Steps to take if your claim is denied
The cost of repairing detached structures or outbuildings can be significant. If you file a claim to recover the cost of disaster-related damage repair, but the insurance company declines full coverage, it’s time to explore your legal options. Insurance companies are legally obligated to act in good faith but, unfortunately, this does not always happen. Some companies advance the profit before claimants, act in bad faith and deny claims without good reason to save money and avoid paying what they are owed to policyholders. looks familiar? A knowledgeable and experienced Texas insurance litigation attorney can help you protect your rights and determine if you have grounds to file a lawsuit. For more information about the risks of dealing with an insurance company without your attorney acting as a mediator, order a free copy of our guide, Scams of the Trade: How Insurance Companies Deny, Delay, Confuse, and Deny Claims.

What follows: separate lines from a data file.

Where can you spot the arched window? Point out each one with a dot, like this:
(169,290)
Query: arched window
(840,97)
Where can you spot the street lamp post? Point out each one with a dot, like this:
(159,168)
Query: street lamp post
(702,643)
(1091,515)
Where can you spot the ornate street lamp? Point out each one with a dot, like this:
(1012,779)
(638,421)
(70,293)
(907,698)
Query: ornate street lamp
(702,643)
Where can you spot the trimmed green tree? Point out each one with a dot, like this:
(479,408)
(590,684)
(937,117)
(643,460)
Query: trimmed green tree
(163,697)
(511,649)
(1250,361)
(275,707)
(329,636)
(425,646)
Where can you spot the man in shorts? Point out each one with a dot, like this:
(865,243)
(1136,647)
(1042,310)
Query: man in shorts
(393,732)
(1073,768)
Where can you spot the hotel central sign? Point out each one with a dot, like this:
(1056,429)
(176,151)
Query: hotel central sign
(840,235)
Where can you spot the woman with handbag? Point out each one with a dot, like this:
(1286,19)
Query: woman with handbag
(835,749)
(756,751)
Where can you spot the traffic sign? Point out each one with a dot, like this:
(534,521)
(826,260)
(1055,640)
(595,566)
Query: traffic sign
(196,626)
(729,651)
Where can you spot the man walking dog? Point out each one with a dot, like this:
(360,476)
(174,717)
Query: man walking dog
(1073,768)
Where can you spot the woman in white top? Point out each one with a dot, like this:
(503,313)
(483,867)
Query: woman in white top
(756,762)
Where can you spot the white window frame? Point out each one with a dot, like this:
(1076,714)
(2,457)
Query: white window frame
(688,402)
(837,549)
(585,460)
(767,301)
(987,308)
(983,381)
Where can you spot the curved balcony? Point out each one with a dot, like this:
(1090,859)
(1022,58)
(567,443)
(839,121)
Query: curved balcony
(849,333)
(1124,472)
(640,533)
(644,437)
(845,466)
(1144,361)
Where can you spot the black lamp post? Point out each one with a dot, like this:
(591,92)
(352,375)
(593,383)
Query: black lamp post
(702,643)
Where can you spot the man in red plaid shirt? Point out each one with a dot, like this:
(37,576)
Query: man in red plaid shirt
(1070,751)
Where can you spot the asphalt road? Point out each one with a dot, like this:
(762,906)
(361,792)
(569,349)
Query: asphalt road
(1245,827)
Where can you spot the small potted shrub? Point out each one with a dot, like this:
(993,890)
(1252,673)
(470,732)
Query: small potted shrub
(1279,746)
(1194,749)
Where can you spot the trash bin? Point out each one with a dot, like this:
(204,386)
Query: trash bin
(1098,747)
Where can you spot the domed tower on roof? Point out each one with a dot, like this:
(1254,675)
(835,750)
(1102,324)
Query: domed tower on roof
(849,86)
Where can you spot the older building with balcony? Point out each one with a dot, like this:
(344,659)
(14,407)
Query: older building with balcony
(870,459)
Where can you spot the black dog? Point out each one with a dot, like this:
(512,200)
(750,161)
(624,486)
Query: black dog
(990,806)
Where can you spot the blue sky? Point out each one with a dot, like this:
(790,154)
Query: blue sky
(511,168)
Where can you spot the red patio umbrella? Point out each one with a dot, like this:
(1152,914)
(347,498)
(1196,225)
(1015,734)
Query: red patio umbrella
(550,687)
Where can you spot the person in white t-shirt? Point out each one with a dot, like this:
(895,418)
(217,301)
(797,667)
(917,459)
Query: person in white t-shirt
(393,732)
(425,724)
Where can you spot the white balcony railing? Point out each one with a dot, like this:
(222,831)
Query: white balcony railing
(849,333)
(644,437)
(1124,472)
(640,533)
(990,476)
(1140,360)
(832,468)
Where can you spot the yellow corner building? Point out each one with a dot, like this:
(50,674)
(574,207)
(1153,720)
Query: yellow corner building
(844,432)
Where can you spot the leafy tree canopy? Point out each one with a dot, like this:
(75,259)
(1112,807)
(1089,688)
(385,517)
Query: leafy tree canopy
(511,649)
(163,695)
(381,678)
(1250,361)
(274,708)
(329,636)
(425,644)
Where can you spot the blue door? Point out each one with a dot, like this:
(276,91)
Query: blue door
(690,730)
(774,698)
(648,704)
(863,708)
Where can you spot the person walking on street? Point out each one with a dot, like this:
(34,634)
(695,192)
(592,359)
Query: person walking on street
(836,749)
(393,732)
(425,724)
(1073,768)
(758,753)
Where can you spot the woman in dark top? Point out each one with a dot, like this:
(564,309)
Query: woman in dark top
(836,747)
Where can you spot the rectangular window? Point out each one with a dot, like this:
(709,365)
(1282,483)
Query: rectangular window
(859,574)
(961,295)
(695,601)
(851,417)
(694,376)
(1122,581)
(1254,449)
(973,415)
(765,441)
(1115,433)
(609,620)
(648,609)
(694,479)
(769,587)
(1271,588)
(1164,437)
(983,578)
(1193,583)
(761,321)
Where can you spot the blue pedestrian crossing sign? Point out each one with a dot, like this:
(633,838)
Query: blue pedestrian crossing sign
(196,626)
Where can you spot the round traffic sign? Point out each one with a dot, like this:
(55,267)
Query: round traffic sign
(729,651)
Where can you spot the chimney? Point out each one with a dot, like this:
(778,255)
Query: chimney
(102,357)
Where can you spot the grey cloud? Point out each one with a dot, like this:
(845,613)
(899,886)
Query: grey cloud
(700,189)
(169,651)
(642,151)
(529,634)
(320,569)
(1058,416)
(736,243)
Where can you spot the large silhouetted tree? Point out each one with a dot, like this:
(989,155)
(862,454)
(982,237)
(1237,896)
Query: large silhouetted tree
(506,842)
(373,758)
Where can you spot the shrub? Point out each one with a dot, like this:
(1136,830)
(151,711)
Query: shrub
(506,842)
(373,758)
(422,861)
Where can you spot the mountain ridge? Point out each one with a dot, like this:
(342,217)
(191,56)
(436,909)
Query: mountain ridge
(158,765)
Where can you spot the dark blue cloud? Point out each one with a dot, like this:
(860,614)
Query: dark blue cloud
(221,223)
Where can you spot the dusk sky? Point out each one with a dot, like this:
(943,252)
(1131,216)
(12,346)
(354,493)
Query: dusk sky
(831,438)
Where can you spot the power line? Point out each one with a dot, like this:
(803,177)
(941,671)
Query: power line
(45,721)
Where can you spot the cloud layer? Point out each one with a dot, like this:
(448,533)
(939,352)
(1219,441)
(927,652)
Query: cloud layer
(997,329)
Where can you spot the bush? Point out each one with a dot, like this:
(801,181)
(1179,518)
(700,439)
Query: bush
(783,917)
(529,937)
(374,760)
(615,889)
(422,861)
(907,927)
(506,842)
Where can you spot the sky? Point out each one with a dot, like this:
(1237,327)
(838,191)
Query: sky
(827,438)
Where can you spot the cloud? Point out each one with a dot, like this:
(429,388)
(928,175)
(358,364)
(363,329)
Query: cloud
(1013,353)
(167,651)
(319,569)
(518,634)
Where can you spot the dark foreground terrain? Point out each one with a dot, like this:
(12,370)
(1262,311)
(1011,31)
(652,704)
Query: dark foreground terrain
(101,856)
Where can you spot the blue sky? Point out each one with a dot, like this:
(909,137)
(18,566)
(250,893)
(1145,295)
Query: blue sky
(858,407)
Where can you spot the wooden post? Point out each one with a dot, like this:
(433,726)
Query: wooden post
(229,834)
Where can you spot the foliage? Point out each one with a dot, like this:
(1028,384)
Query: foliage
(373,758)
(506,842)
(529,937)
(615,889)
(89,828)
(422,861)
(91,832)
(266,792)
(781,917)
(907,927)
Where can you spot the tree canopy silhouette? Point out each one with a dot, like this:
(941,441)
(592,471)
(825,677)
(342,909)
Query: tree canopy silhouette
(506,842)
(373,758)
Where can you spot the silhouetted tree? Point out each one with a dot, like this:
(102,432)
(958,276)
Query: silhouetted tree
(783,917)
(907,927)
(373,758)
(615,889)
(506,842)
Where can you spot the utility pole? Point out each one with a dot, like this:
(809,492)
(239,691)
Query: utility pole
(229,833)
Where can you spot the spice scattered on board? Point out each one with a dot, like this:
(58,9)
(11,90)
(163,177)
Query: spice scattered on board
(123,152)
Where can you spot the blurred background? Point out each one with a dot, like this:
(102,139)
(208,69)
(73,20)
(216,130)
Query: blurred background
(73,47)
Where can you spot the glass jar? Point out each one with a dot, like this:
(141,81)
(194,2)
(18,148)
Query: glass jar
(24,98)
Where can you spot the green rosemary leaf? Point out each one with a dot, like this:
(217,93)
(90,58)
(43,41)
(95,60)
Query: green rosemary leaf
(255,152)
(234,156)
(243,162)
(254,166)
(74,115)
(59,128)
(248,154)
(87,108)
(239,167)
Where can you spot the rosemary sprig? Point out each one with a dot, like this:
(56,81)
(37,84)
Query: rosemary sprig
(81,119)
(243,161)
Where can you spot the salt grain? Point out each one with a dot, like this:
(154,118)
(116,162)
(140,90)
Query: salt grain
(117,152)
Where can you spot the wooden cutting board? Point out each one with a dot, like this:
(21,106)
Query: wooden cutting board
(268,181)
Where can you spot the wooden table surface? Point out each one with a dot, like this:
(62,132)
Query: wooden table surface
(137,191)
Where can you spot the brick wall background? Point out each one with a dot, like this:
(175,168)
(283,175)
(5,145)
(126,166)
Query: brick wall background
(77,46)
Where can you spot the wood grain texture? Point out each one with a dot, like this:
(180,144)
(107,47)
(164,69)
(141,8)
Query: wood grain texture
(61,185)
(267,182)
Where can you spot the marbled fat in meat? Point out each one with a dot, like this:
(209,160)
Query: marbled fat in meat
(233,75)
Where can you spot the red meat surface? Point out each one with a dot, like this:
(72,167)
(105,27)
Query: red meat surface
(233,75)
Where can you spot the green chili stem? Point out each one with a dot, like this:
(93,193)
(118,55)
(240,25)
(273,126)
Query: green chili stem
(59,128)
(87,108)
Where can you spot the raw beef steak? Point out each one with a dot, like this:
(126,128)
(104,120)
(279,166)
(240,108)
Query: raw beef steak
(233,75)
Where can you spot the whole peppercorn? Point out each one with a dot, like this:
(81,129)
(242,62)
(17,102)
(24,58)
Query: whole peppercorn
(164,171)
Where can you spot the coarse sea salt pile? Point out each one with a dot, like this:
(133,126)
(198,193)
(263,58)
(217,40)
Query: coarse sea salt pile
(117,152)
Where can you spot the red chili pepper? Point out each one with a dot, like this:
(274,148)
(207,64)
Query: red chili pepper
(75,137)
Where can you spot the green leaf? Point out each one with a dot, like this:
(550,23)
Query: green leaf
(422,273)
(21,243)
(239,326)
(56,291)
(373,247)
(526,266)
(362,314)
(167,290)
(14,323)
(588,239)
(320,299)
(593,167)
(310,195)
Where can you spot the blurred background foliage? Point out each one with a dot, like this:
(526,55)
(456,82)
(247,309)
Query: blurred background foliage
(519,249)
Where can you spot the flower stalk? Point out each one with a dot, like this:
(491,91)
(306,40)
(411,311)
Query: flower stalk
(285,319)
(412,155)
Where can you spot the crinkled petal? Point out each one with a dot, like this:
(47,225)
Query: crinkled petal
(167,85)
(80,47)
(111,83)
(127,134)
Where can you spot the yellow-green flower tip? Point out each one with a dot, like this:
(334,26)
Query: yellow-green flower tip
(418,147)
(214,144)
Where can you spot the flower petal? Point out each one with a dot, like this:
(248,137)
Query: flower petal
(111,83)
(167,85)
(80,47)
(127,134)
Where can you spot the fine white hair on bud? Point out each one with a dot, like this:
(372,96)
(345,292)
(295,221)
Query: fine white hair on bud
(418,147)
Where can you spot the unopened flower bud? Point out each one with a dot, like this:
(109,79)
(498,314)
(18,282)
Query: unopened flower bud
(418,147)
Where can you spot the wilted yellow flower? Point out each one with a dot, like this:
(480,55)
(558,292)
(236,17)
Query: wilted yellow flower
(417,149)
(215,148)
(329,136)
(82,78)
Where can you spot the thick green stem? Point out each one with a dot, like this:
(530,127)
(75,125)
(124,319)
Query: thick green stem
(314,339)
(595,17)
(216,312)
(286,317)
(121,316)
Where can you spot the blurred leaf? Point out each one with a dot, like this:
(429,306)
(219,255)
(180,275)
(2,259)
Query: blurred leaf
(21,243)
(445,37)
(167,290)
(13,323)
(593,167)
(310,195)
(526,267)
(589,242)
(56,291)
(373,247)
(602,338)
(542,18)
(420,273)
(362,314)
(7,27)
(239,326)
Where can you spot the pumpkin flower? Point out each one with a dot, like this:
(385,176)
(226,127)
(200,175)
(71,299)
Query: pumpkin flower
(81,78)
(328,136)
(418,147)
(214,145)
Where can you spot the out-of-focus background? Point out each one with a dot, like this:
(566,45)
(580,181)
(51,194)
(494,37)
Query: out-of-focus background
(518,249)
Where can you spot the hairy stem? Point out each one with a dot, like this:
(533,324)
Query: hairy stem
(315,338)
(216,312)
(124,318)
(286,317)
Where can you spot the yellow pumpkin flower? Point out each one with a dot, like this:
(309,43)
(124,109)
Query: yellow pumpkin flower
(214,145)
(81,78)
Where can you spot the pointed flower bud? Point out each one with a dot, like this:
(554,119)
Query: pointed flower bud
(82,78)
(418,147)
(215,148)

Contact an insurance claims attorney in Texas for assistance
If outbuildings or detached structures on your property are damaged in a disaster, the related repair costs can be astronomical. The last thing you need is to deny your insurance company full and fair coverage. When an insurance company wants to play games, there’s a lot at stake to do it alone. Fortunately, you don’t have to. Voss Law Firm, PC has been protecting the rights of policyholders for the past 16 years, and in that time, we’ve recovered billions of dollars in settlements for our clients. Ready to see what we can do for you? Complete the online contact form or call our office at 888-614-7730 To schedule a free initial consultation with a member of our legal team. We work in emergencies, so don’t pay anything unless we win your case.